In one hundred years, society will be laughing at the current system that let's people die, or ruin their life financially because they got Crohns disease and aren't able to pay them or to be attended because they don't have the means to.

It is just that some societies are not as mature as others.


Do you think this is related to Finland being much, much, much more homogeneous demographically than the US?

I was going to say "ethnically homogeneous", but that isn't even the core of the issue. The US has populations with vastly divergent cultural backgrounds and outlooks (there's even a few types of white people); it's harder to argue that Hassidim in NYC should care for Crips in outer LA.


Uh, I have no idea when the concept of perceived fairness brakes down. But that's not the point in the end.
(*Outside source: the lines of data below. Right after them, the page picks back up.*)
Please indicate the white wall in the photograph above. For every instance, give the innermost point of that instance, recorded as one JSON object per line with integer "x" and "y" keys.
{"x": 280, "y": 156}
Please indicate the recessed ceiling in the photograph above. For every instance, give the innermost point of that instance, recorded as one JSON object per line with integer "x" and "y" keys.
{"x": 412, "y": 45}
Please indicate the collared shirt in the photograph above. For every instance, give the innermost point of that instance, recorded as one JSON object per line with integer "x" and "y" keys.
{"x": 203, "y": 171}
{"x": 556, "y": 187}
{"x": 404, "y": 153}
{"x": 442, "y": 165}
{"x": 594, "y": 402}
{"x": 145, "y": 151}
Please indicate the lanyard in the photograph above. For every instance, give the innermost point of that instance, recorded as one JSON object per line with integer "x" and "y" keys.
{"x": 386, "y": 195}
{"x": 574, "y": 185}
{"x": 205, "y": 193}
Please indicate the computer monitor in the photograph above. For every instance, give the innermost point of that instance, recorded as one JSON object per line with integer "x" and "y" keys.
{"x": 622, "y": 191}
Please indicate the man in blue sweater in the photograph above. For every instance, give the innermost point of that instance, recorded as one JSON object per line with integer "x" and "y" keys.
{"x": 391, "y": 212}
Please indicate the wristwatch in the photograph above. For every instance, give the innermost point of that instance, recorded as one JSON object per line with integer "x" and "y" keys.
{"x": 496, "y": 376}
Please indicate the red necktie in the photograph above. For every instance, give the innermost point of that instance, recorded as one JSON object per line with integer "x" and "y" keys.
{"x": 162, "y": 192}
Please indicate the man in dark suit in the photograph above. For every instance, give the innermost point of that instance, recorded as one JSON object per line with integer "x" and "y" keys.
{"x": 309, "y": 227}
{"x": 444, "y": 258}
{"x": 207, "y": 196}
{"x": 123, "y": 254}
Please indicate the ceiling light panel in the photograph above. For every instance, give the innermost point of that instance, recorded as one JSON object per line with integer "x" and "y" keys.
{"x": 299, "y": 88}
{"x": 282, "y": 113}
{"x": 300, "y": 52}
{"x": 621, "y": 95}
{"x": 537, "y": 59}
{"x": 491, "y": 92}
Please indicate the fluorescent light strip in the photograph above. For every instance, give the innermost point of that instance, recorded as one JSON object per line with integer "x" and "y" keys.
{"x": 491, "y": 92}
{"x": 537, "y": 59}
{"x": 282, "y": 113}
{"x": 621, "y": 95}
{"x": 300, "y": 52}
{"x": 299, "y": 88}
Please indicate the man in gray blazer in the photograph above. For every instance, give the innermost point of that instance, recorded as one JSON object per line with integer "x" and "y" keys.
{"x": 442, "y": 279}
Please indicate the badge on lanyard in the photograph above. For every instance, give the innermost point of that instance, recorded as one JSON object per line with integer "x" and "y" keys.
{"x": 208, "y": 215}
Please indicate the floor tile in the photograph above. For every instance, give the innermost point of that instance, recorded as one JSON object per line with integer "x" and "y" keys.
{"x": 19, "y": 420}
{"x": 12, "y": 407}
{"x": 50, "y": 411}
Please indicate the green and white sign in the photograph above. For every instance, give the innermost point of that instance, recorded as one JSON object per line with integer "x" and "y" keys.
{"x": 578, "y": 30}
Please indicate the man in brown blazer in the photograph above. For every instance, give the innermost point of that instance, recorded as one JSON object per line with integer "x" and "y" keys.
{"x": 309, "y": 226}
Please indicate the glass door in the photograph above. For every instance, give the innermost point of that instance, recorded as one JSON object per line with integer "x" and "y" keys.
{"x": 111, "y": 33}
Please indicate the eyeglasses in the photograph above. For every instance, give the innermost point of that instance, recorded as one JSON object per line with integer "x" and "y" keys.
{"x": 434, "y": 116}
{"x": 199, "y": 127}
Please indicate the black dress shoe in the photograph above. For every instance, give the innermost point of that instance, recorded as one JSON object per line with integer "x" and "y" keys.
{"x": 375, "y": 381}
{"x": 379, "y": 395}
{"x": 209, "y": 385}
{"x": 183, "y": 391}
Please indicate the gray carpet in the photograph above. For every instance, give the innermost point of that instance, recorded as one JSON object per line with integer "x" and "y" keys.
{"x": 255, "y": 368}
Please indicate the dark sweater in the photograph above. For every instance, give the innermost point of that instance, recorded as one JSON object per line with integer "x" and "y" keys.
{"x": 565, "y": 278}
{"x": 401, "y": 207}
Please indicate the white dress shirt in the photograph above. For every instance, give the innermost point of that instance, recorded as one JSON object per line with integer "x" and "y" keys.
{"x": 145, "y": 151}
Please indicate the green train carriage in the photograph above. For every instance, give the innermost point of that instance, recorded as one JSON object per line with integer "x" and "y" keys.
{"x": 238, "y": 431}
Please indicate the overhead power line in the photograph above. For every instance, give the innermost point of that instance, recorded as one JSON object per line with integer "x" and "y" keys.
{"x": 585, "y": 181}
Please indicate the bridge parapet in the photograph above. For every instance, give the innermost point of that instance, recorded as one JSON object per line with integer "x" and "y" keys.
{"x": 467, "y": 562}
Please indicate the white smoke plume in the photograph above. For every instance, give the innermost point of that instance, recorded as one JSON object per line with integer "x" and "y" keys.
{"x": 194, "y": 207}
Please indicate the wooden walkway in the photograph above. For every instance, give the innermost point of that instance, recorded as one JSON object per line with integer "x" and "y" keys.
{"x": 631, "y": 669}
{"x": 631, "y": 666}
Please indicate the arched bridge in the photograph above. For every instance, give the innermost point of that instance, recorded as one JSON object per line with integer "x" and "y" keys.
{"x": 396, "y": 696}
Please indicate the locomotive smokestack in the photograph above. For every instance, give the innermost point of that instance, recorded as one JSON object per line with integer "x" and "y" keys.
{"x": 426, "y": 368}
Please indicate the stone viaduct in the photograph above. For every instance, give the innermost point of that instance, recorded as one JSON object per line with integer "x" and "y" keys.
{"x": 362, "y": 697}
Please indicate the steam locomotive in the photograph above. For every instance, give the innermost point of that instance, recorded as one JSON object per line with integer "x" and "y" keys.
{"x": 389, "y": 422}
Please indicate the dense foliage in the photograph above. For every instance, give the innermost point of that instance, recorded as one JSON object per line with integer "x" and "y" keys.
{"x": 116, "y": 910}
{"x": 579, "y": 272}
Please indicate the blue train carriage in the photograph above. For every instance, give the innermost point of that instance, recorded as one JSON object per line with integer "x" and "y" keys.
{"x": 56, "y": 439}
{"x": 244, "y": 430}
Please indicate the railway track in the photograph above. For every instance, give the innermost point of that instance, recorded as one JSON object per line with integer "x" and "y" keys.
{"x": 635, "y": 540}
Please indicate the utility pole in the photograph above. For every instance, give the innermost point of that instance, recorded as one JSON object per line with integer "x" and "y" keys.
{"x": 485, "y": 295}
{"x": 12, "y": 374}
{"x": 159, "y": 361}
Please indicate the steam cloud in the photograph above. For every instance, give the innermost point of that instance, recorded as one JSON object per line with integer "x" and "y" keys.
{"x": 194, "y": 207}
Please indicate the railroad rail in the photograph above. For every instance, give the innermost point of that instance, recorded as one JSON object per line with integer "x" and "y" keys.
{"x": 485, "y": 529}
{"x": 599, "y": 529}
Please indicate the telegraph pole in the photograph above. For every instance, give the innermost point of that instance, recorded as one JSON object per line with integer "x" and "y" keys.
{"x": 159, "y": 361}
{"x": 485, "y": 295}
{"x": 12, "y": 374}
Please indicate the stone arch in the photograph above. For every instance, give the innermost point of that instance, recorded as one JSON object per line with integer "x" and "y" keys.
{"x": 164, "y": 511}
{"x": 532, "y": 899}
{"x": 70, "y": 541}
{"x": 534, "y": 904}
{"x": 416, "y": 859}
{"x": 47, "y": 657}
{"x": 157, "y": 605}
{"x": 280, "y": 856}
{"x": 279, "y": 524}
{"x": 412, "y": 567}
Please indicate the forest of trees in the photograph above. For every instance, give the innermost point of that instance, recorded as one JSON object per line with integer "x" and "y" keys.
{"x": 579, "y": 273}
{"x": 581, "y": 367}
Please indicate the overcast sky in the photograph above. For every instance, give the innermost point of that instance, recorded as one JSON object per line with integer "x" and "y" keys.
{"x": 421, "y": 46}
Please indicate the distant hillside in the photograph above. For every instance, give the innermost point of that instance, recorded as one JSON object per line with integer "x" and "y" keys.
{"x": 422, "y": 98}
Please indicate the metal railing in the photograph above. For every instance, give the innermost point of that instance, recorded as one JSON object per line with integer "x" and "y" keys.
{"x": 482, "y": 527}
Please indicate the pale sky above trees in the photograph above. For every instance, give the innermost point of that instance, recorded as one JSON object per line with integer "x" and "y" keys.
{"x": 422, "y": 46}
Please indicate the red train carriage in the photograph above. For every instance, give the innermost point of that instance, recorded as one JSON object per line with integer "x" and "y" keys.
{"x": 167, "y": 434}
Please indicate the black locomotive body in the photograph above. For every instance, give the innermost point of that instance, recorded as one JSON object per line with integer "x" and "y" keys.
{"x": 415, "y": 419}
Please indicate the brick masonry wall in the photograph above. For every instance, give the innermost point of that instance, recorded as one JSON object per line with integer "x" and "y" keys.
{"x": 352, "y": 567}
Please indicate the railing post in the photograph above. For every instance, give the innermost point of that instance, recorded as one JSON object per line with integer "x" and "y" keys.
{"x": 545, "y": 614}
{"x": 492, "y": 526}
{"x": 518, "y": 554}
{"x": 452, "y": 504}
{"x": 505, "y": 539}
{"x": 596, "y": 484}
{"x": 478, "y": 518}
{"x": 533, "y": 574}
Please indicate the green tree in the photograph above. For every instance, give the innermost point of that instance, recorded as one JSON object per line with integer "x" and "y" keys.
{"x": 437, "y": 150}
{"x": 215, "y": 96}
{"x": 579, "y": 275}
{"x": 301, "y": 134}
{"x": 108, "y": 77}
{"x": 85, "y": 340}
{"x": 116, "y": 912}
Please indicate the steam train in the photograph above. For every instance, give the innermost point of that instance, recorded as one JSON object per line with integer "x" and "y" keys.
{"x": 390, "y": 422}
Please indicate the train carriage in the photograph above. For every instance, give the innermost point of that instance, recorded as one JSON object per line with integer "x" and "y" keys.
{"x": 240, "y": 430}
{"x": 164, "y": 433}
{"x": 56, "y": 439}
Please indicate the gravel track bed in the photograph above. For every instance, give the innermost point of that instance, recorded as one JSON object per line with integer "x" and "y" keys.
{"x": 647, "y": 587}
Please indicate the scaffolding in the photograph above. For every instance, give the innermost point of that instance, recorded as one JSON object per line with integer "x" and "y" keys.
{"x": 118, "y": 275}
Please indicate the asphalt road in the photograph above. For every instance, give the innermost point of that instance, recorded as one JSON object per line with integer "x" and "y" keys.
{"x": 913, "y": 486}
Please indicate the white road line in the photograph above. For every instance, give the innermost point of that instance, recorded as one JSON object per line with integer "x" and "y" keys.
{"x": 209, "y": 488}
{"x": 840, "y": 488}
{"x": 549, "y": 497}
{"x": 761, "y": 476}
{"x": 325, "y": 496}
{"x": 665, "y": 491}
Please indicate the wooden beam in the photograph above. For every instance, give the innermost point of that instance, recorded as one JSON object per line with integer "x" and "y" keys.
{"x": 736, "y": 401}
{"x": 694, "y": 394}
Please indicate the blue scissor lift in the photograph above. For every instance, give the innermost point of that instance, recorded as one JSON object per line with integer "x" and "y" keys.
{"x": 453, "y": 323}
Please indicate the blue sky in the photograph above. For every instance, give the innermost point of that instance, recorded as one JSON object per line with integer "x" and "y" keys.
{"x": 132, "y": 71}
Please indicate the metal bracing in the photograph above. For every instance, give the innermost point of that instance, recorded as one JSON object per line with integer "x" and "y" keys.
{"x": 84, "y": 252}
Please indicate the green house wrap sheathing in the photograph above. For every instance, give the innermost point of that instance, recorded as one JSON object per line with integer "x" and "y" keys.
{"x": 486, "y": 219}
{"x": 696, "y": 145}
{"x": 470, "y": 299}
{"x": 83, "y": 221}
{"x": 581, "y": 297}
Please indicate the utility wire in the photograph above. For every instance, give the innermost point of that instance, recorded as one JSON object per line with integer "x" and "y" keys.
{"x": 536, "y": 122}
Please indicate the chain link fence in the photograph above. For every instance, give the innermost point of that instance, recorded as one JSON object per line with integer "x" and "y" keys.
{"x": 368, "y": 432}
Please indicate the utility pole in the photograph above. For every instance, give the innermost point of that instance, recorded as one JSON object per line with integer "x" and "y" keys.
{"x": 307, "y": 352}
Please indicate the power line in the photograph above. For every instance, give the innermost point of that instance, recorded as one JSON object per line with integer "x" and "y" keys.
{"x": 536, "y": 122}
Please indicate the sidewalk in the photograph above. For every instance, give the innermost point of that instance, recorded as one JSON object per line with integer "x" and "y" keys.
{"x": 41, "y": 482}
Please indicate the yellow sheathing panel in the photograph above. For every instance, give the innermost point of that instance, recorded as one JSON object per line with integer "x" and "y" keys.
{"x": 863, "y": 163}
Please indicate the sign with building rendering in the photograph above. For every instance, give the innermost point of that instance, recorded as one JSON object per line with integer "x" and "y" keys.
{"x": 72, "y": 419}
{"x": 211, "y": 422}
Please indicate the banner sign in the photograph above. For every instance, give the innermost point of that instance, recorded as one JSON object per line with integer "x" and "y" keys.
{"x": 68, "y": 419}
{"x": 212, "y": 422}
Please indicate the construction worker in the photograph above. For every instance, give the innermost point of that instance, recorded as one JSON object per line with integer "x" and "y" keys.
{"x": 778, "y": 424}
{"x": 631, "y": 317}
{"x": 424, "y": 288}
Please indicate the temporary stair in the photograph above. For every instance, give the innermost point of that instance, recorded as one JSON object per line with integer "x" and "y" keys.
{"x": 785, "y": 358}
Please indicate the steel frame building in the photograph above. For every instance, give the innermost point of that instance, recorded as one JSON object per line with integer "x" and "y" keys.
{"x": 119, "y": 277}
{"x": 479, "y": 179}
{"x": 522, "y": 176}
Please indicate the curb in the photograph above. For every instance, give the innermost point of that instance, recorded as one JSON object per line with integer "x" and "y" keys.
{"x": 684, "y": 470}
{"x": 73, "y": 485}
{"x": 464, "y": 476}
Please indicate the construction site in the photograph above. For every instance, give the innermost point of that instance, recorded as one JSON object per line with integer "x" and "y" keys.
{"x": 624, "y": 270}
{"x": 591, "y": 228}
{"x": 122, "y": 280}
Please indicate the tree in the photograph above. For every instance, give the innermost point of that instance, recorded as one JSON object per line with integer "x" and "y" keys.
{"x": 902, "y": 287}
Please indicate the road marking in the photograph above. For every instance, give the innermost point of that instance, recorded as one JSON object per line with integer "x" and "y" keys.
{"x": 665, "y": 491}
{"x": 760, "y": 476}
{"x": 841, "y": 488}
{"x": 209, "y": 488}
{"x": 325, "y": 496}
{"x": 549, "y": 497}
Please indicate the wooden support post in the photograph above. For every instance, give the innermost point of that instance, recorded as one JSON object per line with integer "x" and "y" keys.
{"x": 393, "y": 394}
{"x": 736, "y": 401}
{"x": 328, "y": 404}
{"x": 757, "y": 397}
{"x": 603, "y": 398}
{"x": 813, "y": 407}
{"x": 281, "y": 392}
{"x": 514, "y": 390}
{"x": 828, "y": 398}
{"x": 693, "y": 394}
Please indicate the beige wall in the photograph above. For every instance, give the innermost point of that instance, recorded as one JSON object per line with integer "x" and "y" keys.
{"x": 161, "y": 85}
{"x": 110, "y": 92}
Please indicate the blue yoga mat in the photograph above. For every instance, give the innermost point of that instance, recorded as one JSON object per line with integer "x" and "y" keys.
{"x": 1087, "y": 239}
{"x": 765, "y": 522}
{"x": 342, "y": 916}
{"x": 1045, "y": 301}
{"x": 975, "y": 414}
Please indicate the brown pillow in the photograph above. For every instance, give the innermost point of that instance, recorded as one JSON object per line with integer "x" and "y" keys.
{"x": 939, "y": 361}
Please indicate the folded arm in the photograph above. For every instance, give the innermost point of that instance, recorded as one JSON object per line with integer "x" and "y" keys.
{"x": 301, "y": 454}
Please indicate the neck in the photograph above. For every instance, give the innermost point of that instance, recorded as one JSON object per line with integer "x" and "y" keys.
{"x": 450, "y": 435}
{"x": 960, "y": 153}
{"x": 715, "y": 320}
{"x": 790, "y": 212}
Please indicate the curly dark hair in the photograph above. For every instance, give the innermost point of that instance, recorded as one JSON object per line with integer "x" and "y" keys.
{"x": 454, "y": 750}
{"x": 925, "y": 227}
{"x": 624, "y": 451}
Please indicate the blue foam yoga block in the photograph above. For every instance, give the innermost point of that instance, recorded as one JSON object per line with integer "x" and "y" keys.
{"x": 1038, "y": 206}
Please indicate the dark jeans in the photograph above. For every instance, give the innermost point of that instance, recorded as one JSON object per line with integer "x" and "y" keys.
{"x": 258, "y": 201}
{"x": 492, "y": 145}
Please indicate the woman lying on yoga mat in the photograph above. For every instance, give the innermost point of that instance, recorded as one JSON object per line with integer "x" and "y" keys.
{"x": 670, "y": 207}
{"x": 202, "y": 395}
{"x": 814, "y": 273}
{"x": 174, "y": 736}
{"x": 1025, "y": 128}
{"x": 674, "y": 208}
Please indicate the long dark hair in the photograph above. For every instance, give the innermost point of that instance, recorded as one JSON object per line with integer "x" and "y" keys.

Universal services like school and healthcare make sense because they improve the quality of life for everyone.

I suppose the core issue is that there is trust that the public funds are used in proper way.

I don't understand the 'US is too large to X' arguments. I thought the states are sufficiently independent to handle most things distinctively from the federal level. But I don't know enough of how US works to discuss this beyond it looks odd. Couldn't e.g Oregon implement something, and if it works, then other states could just copy the model. From the outside the concept of distinct state level governments sound like they could provide great platform for innovation and experimentation. But maybe they are bogged down in federal legislation and partisan politics?